SS: Yeah, predictability too, right?

ML: Absolutely, absolutely. So I go back to what I said at the very beginning, if you don't have that and you can't demonstrate it, then customer experience and your programs are a cosmetic exercise. If I'm a leader, I want accountability. You can't give it to me in 30 seconds, adiòs via con dios. I can't invest time or finances in your program if you can't do that.

SS: Is it one of the challenges though? And I think this is particularly true of loyalty measures. And I want to stick with this for a second because it is all, kind of all important. How do you define loyalty? Which I want to ask you, but it's a longitudinal measure for the most part. That is the things that you change today won't really be seen in those results potentially for a year, maybe more, because it is long term change. Isn't the challenge here in that connectivity to business results, the fact that most organizations are stuck with short term measures as their focus as opposed to caring about the long term? Isn't that the gap?
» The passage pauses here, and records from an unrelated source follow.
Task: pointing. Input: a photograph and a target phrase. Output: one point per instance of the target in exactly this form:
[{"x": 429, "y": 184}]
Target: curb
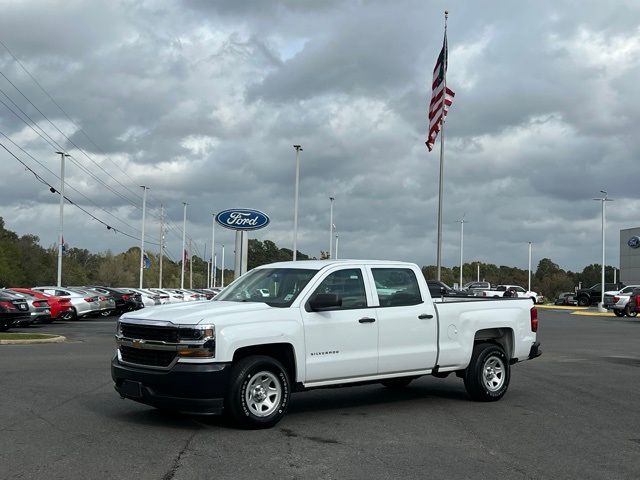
[
  {"x": 594, "y": 314},
  {"x": 53, "y": 339}
]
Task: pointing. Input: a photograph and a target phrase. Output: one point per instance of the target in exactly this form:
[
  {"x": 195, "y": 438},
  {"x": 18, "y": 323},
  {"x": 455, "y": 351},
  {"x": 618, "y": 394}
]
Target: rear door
[
  {"x": 341, "y": 342},
  {"x": 407, "y": 321}
]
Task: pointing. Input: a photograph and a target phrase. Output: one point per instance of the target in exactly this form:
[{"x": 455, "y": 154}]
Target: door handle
[{"x": 367, "y": 320}]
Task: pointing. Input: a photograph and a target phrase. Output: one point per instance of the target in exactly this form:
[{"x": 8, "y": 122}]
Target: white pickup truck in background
[
  {"x": 520, "y": 292},
  {"x": 294, "y": 326}
]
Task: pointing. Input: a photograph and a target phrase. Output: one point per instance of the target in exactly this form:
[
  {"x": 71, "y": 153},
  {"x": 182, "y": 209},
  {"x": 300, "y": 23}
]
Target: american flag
[{"x": 440, "y": 103}]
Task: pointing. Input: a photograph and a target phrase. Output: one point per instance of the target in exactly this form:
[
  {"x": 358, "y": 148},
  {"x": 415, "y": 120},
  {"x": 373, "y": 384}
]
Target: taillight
[
  {"x": 7, "y": 305},
  {"x": 534, "y": 319}
]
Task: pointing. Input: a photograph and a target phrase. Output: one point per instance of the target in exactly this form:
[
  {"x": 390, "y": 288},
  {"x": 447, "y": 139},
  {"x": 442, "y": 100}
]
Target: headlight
[{"x": 201, "y": 332}]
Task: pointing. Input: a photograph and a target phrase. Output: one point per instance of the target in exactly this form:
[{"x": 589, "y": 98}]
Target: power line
[
  {"x": 80, "y": 129},
  {"x": 54, "y": 190},
  {"x": 57, "y": 177}
]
Who cares about loyalty if I'm going to be compensated in terms of my shares next quarter or the quarter after or like, isn't that the problem?

ML: It's one, it's one of them. You touched on a key point. The challenge that you have now, more than I think at any time in the past, is the level of tactical execution and tactical thinking that a lot of corporate leaders have. They just don't have tolerance if I can't see it immediately. So you know, again that's part of the challenge.

And look, it also goes to the point that you were making before about what is loyalty? To me, real loyalty is these pillars of commitment. There's a sports analogy. One of the people that I read regularly is David Meerman Scott7, who's a consultant in this field and he looks at, he calls it “Fanocracy”. If you can create this kind of zeal, you go to Trader Joe's, those people love it in there, it's a life, it's a lifestyle. Around where I live in the mid-Atlantic, it's Wawa. Wawa isn't just a convenience store, it's a lifestyle. Wegmans is kind of a lifestyle. I love going into Wegmans. So you know, other companies that have understood this, and it's not just retail, obviously, it's in multiple business sectors if the companies understand it and realize it.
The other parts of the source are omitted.